朱时济苦笑道:“不是臣弟不肯置办,实在是京中古董铺里的真迹有限,皇兄又不肯拿宫里的出来。如今臣弟的宝贝都快被皇兄搜罗光了,皇兄就不要怪罪臣弟了罢。”
朱时泱哼了一声道:“可朕看你那阁里还有好些瓷器不错,比朕宫里的都要精致。朕走水路不好带,回头你着人好生送进京里去。”
朱时济心疼不已,跟在后头讨价还价,两个人一路说着话,便上船来了。
陆文远将二人迎进舱中,见他们指挥着侍卫放下手中的东西,问道:“皇上和王爷不是回府置办细软去了吗?怎么如今倒搬回这么些东西来?”
朱时泱被他问得一怔,笑道:“瞧朕,都把正事给忘了。康平王,你也不提点着朕些。”
朱时济苦笑道:“臣弟哪想得起来,心疼自己的宝贝还来不及呢。”
朱时泱道:“罢了,左右我等又不是明日就起行,那些枕头被褥何时不能置办,非急在这一时半刻。还是将舱中的陈设布置妥当要紧,四周的装点可了心意,朕这一路才能顺畅。”

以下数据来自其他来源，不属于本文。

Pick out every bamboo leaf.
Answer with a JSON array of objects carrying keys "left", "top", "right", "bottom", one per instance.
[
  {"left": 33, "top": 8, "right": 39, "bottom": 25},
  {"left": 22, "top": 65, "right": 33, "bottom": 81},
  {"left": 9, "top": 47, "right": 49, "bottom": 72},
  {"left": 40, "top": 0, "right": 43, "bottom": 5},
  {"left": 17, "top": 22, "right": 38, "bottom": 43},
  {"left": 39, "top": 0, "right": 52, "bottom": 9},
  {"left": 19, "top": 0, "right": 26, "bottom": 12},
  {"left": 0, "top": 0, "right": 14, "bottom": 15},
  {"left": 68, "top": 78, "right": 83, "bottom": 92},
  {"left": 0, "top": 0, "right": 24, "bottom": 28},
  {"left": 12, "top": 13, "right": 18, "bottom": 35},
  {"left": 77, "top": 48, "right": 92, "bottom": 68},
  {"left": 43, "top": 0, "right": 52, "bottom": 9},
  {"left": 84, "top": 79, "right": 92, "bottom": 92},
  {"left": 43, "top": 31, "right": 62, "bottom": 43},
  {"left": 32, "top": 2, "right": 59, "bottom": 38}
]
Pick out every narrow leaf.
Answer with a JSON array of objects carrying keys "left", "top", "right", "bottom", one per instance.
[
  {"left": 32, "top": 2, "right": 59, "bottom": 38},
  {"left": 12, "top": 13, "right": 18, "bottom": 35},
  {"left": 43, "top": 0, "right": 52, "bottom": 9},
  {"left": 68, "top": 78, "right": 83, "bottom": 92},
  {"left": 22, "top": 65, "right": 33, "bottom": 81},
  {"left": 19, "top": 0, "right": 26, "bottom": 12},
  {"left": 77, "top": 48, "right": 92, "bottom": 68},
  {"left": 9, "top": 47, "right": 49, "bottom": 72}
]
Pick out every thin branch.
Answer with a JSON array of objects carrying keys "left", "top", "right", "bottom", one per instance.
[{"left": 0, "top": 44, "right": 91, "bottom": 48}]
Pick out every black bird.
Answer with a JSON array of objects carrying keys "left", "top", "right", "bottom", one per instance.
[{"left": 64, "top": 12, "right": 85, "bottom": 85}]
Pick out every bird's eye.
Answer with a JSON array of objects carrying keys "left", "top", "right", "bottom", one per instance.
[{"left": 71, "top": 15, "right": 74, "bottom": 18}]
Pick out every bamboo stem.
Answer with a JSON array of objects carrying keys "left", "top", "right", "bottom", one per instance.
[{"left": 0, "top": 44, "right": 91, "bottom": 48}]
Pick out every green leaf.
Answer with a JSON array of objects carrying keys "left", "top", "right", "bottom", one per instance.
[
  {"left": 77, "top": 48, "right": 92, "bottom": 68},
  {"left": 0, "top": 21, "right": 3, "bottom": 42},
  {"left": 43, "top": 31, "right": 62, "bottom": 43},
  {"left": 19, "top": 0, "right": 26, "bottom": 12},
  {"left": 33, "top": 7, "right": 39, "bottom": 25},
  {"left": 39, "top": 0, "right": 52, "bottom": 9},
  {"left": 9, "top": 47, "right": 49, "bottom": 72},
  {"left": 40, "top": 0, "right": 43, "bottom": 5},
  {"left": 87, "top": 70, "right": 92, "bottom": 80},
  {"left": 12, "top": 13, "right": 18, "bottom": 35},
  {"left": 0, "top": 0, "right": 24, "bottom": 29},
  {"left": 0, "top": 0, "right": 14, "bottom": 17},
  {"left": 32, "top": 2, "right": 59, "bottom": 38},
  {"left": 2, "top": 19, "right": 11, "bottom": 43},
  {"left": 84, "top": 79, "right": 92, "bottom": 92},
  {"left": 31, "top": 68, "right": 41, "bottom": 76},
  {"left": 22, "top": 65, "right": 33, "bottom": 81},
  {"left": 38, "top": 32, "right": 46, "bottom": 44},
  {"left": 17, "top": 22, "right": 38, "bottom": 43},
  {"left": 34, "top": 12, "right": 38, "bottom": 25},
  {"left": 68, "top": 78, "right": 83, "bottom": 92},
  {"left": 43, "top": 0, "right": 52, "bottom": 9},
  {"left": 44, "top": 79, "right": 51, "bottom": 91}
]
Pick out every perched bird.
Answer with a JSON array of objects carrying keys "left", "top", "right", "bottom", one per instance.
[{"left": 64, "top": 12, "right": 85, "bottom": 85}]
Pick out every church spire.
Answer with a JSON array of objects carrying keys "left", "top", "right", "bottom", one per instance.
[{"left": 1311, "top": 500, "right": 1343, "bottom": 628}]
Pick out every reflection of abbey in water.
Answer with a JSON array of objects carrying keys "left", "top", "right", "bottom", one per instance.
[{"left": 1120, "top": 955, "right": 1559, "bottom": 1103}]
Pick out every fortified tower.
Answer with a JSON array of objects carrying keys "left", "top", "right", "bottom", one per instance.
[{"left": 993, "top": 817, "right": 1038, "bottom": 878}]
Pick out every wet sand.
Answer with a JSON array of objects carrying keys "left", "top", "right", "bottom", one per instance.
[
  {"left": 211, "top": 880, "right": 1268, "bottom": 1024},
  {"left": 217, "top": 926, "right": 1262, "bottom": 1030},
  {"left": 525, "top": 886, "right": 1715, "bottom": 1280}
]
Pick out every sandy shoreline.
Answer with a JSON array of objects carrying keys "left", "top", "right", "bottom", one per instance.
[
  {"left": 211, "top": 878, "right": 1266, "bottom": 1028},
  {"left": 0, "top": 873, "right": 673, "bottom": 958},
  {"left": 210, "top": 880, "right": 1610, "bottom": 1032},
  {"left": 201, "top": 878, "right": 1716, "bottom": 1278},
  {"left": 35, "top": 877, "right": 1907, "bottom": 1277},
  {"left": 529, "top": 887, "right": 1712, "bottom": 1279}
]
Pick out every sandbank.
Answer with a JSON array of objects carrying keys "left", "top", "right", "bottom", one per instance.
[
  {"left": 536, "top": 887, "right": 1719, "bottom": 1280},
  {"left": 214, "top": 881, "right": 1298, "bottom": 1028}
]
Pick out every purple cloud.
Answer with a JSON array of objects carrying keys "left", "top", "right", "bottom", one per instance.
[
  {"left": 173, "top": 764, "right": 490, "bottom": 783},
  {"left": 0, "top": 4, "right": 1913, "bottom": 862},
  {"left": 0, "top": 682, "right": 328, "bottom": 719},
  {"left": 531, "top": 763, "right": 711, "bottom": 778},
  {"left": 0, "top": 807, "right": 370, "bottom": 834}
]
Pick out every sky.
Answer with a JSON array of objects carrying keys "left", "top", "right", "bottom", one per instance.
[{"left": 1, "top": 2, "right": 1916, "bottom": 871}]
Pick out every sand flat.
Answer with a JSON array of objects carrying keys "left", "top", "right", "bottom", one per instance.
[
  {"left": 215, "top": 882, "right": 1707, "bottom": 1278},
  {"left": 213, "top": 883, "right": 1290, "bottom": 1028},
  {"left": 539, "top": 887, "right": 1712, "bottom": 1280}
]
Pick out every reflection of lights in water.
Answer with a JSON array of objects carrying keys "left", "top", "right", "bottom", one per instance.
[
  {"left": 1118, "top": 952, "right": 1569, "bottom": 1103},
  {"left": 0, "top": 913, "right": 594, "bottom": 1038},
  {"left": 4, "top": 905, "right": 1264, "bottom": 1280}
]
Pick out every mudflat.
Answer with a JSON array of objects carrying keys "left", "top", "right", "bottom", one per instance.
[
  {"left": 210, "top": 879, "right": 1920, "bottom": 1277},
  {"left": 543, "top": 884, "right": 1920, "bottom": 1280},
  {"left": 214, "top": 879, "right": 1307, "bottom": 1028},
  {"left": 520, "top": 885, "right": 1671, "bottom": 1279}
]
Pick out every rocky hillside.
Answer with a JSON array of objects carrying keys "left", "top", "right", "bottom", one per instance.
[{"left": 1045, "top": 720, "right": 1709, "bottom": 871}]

陆文远一旁听着,真不知这是什么道理,难道字画能当被盖不成?真可谓舍本逐末。朱时泱和朱时济却已动手布置起来,一个四处斟酌着瓷瓶摆放的位置,一个亲自站到凳子上挂字画。陆文远唯恐朱时济摔下来,在一旁扶着,两人刚刚挂正了一幅,却听朱时泱在远处“啧”了一声,颇为不满,道:“怎么选了这幅?朕这一路最不缺的就是山水,你再挂山水岂不累赘?不如换成簪花仕女图。”
朱时济离远了自己端详了一下,反驳道:“皇兄此言差矣,这哪里是累赘,分明就是锦上添花。”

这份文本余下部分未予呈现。